Prior to 2020, Greater Victoria's sewage, after rudimentary screening, was flushed raw into the ocean
The sewage-treatment plant at McLoughlin Point in Esquimalt started operating in January 2021, putting an end to dumping of raw waste into the ocean. CAPITAL REGIONAL DISTRICT

• Prior to 2020, all wastewater from the core area was screened before being discharged into the ocean through outfalls at Clover Point and Macaulay Point. No other ­treatment occurred, which made the capital region the last major coastal community in North America to ­discharge untreated sewage into the ocean.

• In 1992, Capital Regional District voters opposed ­primary or secondary treatment in a regional referendum.

• In 2000, the province’s Environment Ministry called on the CRD to submit a 25-year sewage-treatment plan, ramping up the pressure amid tourism-boycott threats in 2008 and 2010.

• In 2012, new federal and provincial ­regulations required a minimum of secondary treatment for wastewater by Dec. 31, 2020.

• In 2013, the CRD formed the Seaterra Commission to oversee the design and ­construction of the core area’s wastewater-treatment program. The creation of Seaterra was mandated by the province before it would agree to kick in $248 million of the project’s $788-million budget. The province insisted an independent body of unelected technical experts be brought in to shepherd the project to completion. While local politicians were to retain broad oversight, the seven-person commission was to have ­day-to-day control over tendering, construction, financing and communications.

• Several land deals were made for potential treatment and sludge sites, including two warehouse properties in Esquimalt and Haro Woods in Saanich, but were rejected after public outcries. Potential plant locations were also considered in the rural Burnside area and in an industrial part of the Victoria Harbour.

• In April 2014, Esquimalt rejected a rezoning application for McLoughlin Point, an oil-tank farm at the mouth of the Victoria Harbour and preferred site for a plant.

• The Seaterra Commission was put on hold while ­further consultation was conducted and other wastewater ­treatment options were considered. Seaterra program management costs were budgeted at $6.1 million a year, including $2.3 million in salaries and $2.9 million for ­consultants, according to management-expenditure reports.

• In May 2016, the Core Area Wastewater Treatment Project Board was established by the Capital Regional District and tasked with reviewing previous work and providing recommended solutions.

• The board developed detailed cost ­estimates for ­short-listed options, ranked the short list using triple ­bottom line (economic, social and environmental) criteria, and ­identified the best option.

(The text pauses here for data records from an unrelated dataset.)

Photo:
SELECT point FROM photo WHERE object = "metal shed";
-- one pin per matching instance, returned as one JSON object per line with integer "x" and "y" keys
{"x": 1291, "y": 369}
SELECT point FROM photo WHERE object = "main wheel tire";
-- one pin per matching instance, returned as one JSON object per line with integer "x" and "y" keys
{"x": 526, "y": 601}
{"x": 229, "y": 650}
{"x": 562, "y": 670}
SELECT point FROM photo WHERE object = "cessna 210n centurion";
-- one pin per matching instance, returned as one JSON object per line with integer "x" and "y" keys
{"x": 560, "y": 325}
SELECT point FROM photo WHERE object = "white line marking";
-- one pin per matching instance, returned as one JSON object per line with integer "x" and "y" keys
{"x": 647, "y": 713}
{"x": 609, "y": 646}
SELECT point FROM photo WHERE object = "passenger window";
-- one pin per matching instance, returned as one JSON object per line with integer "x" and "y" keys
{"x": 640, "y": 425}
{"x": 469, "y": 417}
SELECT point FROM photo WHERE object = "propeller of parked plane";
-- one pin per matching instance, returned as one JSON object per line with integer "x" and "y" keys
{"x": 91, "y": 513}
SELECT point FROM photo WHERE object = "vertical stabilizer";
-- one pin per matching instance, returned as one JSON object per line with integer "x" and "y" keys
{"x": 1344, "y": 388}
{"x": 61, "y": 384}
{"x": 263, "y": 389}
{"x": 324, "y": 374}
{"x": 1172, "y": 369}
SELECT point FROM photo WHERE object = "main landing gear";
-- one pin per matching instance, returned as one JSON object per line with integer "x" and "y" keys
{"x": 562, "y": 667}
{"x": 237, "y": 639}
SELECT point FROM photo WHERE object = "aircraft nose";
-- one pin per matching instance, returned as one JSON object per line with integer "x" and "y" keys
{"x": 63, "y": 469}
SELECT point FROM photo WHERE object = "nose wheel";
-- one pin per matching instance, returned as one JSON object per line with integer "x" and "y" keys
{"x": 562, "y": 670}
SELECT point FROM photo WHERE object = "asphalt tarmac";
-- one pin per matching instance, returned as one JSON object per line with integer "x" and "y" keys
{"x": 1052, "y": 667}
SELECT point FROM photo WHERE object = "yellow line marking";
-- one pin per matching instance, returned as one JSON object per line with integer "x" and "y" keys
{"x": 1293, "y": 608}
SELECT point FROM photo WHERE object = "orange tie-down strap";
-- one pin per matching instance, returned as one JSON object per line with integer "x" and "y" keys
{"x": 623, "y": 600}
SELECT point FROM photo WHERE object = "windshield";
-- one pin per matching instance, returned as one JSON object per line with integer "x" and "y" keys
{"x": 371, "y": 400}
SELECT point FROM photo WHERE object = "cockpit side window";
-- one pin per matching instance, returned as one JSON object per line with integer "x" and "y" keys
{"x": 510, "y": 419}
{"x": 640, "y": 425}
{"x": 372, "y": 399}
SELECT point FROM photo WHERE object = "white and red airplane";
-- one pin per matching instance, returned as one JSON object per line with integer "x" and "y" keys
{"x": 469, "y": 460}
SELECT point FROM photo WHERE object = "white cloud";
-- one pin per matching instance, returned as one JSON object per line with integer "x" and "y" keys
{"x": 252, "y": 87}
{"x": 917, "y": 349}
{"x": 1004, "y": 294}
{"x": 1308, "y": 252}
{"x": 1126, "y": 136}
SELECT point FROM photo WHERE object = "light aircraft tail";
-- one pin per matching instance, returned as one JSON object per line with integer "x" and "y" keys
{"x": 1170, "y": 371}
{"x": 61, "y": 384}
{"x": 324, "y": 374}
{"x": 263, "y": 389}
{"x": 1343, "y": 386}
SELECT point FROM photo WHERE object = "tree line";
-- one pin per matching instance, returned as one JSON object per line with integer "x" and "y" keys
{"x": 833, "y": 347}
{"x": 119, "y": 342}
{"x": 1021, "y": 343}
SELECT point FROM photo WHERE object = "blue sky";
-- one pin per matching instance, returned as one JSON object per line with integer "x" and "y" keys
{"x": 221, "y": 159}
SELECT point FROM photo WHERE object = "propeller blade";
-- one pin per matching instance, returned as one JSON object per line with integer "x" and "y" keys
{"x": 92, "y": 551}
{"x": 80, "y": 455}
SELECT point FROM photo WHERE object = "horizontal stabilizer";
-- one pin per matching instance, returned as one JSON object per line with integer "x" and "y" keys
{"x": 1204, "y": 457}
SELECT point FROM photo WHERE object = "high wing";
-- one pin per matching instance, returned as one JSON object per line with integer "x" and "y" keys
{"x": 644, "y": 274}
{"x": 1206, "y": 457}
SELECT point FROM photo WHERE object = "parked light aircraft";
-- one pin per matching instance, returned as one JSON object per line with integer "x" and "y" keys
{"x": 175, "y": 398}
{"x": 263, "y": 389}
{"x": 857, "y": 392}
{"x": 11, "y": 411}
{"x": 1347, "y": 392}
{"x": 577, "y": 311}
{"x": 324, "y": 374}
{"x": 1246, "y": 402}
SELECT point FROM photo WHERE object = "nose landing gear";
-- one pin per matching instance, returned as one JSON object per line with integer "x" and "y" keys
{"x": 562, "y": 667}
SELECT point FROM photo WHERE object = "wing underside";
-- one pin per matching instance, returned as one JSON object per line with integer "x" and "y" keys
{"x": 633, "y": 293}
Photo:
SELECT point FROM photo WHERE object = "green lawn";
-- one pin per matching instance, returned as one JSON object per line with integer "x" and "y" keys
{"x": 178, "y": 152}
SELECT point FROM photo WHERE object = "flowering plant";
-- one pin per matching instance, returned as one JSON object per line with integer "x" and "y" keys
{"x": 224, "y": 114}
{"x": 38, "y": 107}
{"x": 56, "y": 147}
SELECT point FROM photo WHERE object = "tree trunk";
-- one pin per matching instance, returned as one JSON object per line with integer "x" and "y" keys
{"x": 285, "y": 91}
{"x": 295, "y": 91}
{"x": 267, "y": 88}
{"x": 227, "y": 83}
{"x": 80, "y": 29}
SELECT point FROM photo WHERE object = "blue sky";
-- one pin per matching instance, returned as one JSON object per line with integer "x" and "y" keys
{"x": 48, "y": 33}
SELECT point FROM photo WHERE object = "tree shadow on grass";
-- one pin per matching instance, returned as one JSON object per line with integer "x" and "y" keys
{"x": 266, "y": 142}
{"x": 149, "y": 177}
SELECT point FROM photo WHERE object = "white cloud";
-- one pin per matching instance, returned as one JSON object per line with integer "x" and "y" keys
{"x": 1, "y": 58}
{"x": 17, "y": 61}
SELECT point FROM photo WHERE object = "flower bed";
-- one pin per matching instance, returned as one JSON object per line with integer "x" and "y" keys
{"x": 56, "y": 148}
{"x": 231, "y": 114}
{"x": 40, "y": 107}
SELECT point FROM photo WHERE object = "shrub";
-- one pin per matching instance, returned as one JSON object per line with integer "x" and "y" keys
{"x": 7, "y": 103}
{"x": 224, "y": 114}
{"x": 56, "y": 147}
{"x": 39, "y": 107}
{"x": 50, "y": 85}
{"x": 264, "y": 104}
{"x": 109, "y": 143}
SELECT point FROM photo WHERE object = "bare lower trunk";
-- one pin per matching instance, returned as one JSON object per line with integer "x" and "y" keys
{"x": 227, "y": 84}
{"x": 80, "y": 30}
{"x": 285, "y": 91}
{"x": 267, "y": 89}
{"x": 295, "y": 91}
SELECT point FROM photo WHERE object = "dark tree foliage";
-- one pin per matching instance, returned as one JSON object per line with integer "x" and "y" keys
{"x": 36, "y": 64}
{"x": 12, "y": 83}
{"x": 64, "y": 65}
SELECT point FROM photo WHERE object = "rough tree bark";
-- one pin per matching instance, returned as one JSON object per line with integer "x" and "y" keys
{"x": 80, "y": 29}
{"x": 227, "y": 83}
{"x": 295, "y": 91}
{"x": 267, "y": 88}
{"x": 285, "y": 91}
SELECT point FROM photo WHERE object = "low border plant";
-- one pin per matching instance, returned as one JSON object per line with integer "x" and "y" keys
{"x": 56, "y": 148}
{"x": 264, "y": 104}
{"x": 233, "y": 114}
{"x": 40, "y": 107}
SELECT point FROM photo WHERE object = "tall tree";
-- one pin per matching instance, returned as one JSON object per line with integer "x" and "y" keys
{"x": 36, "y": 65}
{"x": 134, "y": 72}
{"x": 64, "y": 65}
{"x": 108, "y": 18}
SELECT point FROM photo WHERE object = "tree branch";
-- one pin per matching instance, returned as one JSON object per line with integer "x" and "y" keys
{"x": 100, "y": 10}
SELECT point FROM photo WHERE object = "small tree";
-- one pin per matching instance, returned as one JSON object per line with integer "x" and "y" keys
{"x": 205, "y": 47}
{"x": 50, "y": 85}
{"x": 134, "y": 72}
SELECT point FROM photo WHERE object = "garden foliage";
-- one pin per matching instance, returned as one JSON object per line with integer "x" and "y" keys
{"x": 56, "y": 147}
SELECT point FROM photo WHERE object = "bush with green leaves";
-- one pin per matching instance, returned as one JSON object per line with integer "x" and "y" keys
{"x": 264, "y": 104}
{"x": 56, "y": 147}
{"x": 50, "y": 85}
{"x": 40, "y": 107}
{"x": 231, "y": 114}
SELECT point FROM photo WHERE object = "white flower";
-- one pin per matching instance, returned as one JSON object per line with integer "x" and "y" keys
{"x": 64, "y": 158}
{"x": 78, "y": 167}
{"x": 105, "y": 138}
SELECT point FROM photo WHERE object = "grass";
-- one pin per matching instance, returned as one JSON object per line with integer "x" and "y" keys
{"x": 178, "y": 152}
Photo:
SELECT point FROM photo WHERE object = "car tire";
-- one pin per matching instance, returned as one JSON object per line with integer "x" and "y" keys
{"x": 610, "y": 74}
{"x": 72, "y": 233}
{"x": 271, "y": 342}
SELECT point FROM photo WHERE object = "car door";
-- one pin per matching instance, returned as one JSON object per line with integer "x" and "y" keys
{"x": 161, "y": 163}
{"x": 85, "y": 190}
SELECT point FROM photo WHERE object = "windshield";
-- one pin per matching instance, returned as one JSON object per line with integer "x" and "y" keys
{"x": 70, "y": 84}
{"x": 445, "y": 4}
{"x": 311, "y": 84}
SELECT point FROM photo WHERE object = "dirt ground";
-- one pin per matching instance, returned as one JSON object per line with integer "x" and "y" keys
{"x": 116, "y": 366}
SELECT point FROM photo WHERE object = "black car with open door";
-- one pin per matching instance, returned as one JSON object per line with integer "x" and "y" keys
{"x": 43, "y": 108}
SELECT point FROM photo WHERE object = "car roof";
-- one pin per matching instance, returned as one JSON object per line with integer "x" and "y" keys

• In September 2016, the federal government set a deadline of the end of the month for finding a site, and after months of infighting between ­municipalities, the CRD voted in favour of building the sewage treatment plant at McLoughlin Point, based on the ­recommendation of the province. The plan included a smaller footprint at McLoughlin and a biosolids plant at Hartland landfill.

• In 2017, the project moved into the construction phase. The contract for the project was awarded in April 2017 to Harbour Resource Partners and construction began with blasting and excavation at McLoughlin Point and drilling of the harbour crossing at Ogden Point.

• By 2018, construction was underway on all major components of the project, ­including the treatment plant, residuals treatment facility, Clover Point pump station, Clover forcemain, Macaulay Point pump station and forcemain and residual solids conveyance line.

• The height of construction on the Wastewater Treatment Project took place in 2019, with work ­happening across three municipalities — Esquimalt, Victoria and Saanich.

• In 2020, the majority of construction was completed and the project achieved its goal of treating the core area’s wastewater by Dec. 31, 2020.

• Just over 2.5 million construction hours were spent on the treatment project, by 11 major contractors. At the peak of ­construction, there were 650 people working at 24 construction sites.

• About 35 kilometres of pipes were installed.

• Funding for the project was provided by the federal government ($211 million), the ­province ($248 million) and the CRD ($316 million).

• The $775-million project will cost about $50 million a year to operate, including financing costs for the CRD’s $316-million share of the development.